Entender essa ilusāo - e aprender como evitá-la - teria grande impacto nos fundos de pensāo, pois envolve a capacidade de se navegar pelas incertezas e mudanças que teremos pela frente na previdência complementar e no mundo. É importante porque:
A IA está mudando a natureza do trabalho numa velocidade cresccente;
Trajetórias de carreira corporativa, antes seguras, parecem cada vez mais frágeis;
Setores inteiros e instituiçōes que evoluíam lentamente, estão se transformando drasticamente em prazos cada vez mais curtos;
Pressupostos antigos sobre os quais foram construídos os fundos de pensāo, tipo, estabilidade, emprego e renda, estāo ruindo.

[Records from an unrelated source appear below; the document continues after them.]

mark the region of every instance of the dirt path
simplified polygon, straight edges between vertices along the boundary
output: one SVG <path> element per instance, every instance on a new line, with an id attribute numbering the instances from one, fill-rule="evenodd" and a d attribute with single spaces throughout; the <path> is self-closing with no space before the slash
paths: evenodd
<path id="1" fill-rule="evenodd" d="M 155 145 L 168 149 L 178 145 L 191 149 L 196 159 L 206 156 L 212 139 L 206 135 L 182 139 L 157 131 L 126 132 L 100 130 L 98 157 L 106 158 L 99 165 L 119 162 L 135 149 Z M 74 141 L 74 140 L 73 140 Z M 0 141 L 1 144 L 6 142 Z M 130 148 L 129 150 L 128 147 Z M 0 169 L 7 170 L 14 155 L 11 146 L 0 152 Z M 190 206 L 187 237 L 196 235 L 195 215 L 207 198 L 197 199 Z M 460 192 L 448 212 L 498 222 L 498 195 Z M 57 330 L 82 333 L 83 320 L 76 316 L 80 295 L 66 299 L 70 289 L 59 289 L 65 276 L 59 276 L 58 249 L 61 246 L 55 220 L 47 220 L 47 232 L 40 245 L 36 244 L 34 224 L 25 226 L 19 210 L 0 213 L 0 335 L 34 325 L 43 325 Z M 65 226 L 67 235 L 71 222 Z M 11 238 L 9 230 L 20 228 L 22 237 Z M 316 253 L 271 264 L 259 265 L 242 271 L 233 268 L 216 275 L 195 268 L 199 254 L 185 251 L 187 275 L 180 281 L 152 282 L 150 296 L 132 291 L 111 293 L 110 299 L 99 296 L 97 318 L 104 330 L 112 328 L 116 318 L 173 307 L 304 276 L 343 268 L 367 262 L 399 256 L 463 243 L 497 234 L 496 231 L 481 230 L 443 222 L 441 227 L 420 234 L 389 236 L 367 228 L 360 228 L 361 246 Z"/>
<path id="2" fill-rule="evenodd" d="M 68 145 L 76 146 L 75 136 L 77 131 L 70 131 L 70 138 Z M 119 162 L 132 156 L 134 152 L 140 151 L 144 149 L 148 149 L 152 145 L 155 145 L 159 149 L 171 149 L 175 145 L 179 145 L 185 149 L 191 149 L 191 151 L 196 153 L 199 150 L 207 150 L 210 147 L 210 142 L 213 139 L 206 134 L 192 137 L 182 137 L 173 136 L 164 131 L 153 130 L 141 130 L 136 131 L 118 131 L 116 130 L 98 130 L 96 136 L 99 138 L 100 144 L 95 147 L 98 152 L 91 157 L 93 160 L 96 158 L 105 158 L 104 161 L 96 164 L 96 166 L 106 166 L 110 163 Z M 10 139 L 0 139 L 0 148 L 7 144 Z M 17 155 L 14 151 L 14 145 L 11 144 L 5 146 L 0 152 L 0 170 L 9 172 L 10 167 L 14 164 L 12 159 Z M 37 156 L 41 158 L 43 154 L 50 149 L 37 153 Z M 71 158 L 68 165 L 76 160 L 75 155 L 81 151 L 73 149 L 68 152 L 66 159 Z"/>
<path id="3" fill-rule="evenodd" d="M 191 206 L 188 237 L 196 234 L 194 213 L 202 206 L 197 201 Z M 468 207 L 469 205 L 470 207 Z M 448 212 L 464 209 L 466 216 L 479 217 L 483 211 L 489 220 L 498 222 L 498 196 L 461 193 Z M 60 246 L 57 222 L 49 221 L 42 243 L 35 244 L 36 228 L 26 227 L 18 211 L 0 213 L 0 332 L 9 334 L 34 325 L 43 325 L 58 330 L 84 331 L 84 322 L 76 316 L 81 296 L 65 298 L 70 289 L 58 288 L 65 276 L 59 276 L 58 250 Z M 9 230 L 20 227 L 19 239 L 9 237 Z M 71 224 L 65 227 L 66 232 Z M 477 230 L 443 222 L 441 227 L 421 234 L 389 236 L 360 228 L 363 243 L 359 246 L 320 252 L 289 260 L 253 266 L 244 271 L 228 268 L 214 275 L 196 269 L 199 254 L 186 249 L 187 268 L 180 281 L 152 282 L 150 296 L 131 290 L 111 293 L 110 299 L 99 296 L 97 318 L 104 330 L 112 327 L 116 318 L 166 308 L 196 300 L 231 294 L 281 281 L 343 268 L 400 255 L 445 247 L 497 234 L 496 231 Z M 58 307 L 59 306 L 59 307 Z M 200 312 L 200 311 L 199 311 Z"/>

Sem duvida, essa é a Era da Incerteza e parafraseando o almirante Romano Caio Plinio Segundo - conhecido como Plinio, o Velho: “a única certeza é que nada é certo”. Em seu livro The Other Side of Change, a cientista cognitiva Maya Shankar, escreveu:
“Quando nos sentimos intimidados no início de uma mudança, há algum conforto em saber que a pessoa que passará por toda a experiência será diferente da pessoa que somos neste exato momento. Nos tornaremos novas pessoas do outro lado da mudança, de maneiras que somos capazes de moldar.”
Isso é chave para o fundo de pensāo que quiser evitar a Ilusāo do Fim da Historia. O erro que os fundos de pensāo cometem é presumir que as incertezas à frente demandarāo que sua versāo atual enfrente os desafios de amanhā.
Nāo é assim que funciona.
A incerteza externa é um catalisador para a mudança interna. Fundos de pensāo não sāo entidades fixas, nāo sāo soluçōes finalizadas, mas em processo de constante transformação.
Inovaçōes transformam as perspectivas. Novos desafios forjam novas habilidades. Novos capítulos criam novos valores. O fundo de pensāo de hoje não é o mesmo que era há um ano — e não será o mesmo daqui a um ano.
Somente quando os fundos de pensāo reconhecerem que seu crescimento é contínuo, irāo parar de ver a incerteza como algo a ser evitado e começarāo a vê-la como algo a ser abraçado - isso vale para os investimentos, para os desenhos de plano e para as solucões de poupança que hoje oferecem.
Este não é o fim da história, é apenas o começo, pode acreditar.
Grande abraço,
Eder
Fonte": “The End of History Illusion”, Sahil Bloom.